In [1]:
import pandas as pd
import sys
import os
import json
from tqdm import tqdm
sys.path.append('/Users/yijingyang/Library/CloudStorage/OneDrive-个人/GradPilot/ProgramDB/AppliedDataScience')
import asyncio
from call_api import call_gemini, async_call_gemini
from tqdm.asyncio import tqdm_asyncio

field_name = "项目标签"
field_path = f"/Users/yijingyang/Library/CloudStorage/OneDrive-个人/GradPilot/ProgramDB/AppliedDataScience/fields_csv/{field_name}.csv"
field_df = pd.read_csv(field_path)

field_df.shape

(121, 9)

In [2]:
prompt_template = """
Your task is to summarize the program characteristics of a graduate program from a university based on the content of the provided URL.
First, please carefully access and read the content of the following URL:
<URL>
{admissions_url}
{program_url}
</URL>
When summarizing the program characteristics, focus on the following aspects:
1. Disciplinary characteristics: Identify the main disciplines involved in the program, such as math, statistics, data science.
2. Interdisciplinary nature: Determine whether the program is an interdisciplinary program.
When extracting information from the URL content, be thorough and precise. One program can have multiple characteristics. For each program, you should return no more than 5 characteristics. 
If the program urls provides more than 5 keywords, you should return the most important 5 keywords.

Please output the identified characteristics as tags. For example, if the program involves math and statistics, is interdisciplinary, the output could be:

<Tag>math</Tag>
<Tag>statistics</Tag>
<Tag>interdisciplinary</Tag>

Start summarizing the program characteristics now.

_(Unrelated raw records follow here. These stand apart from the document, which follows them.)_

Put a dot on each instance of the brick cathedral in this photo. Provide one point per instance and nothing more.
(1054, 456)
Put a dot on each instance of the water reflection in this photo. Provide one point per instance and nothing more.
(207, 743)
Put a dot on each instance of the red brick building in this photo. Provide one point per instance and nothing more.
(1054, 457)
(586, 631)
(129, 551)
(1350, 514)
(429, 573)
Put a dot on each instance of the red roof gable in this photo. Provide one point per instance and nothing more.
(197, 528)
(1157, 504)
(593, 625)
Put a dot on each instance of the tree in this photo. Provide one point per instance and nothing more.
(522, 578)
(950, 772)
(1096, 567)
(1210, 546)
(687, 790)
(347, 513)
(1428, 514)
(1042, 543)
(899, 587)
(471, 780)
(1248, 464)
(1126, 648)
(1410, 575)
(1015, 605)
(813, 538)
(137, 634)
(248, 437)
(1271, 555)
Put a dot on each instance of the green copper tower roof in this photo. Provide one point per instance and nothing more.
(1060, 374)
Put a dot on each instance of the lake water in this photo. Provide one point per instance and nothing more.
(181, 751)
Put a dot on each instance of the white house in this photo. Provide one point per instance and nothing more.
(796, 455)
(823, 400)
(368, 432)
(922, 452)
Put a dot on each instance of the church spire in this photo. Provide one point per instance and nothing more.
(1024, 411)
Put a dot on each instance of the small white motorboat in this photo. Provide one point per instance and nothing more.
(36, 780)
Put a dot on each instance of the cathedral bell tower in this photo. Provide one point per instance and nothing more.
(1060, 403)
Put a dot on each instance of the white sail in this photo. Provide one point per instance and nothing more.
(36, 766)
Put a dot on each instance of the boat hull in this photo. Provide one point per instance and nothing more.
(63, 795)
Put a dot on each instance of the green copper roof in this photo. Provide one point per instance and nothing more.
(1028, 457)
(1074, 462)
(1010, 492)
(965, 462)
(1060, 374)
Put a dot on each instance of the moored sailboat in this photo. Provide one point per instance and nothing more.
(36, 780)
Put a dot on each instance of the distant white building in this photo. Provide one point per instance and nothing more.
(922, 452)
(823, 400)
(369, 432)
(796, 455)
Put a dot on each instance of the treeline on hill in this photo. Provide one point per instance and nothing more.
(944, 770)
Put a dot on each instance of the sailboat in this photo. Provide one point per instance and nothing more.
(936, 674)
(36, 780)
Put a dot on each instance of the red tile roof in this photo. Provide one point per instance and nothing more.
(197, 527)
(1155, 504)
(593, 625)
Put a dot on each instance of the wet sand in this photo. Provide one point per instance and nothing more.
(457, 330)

Remember to output the characteristics in the <Tag> tags and return nothing else.
"""

In [3]:
import os
import json
import asyncio
from tqdm.asyncio import tqdm_asyncio

# Async Gemini wrapper
from call_api import async_call_gemini

# ---------------------------------------------------------------------------
# Concurrency guard – avoid hitting rate-limits
# ---------------------------------------------------------------------------
semaphore = asyncio.Semaphore(5)            # max concurrent rows

# ---------------------------------------------------------------------------
# Per-row worker
# ---------------------------------------------------------------------------
async def process_row(row, prompt_template, num_vote: int, model_name: str):
    """
    1. Format the prompt for this row
    2. Launch `num_vote` Gemini calls in parallel
    3. Capture BOTH normal answers *and* every possible error case
    4. Return a serialisable record
    """
    async with semaphore:
        row    = row.to_dict()
        prompt = prompt_template.format(
            university     = row["大学英文名称"],
            degree         = row["学位"],
            program        = row["专业英文名称"],
            department     = row["所属院系（英文）"],
            admissions_url = row["招生网址"],
            program_url    = row["专业网址"],
        )

        record: dict = row.copy()
        record["llm_reponses"] = {}

        # -------- launch Gemini calls in parallel --------------------
        tasks = [
            async_call_gemini(
                prompt,
                model_name=model_name,
                use_search=True,
                url_context=True
            )
            for _ in range(num_vote)
        ]
        responses = await asyncio.gather(*tasks)

        # -------- post-process each response -------------------------
        for i, response in enumerate(responses):
            resp_key = f"response {i+1}"

            # -- 1. Transport / server-side errors (string starting "Error:")
            if isinstance(response, str) and response.startswith("Error:"):
                record["llm_reponses"][resp_key] = {
                    "error": response                       # e.g. "Error: 429 Rate limit …"
                }
                continue

            # -- 2. Empty / malformed response objects
            if not hasattr(response, "candidates") or not response.candidates:
                record["llm_reponses"][resp_key] = {
                    "error": "No candidates returned",
                    "raw_response": str(response)
                }
                continue

            # -- 3. Extract main answer text
            try:
                text = response.candidates[0].content.parts[0].text
            except Exception as e:
                record["llm_reponses"][resp_key] = {
                    "error": f"Cannot parse text: {e}",
                    "raw_response": str(response)
                }
                continue

            # -- 4. Extract additional metadata (best-effort)
            try:
                url_context = str(response.candidates[0].url_context_metadata)
            except Exception:
                url_context = "Not used"

            try:
                search_pages = (
                    f"Search Chunks: "
                    f"{response.candidates[0].grounding_metadata.grounding_chunks}"
                )
            except Exception:
                search_pages = "Not used"

            try:
                search_queries = (
                    f"Search Query: "
                    f"{response.candidates[0].grounding_metadata.web_search_queries}"
                )
            except Exception:
                search_queries = "Not used"

            try:
                search_support = (
                    f"Search Supports: "
                    f"{response.candidates[0].grounding_metadata.groundingSupports}"
                )
            except Exception:
                search_support = "Not used"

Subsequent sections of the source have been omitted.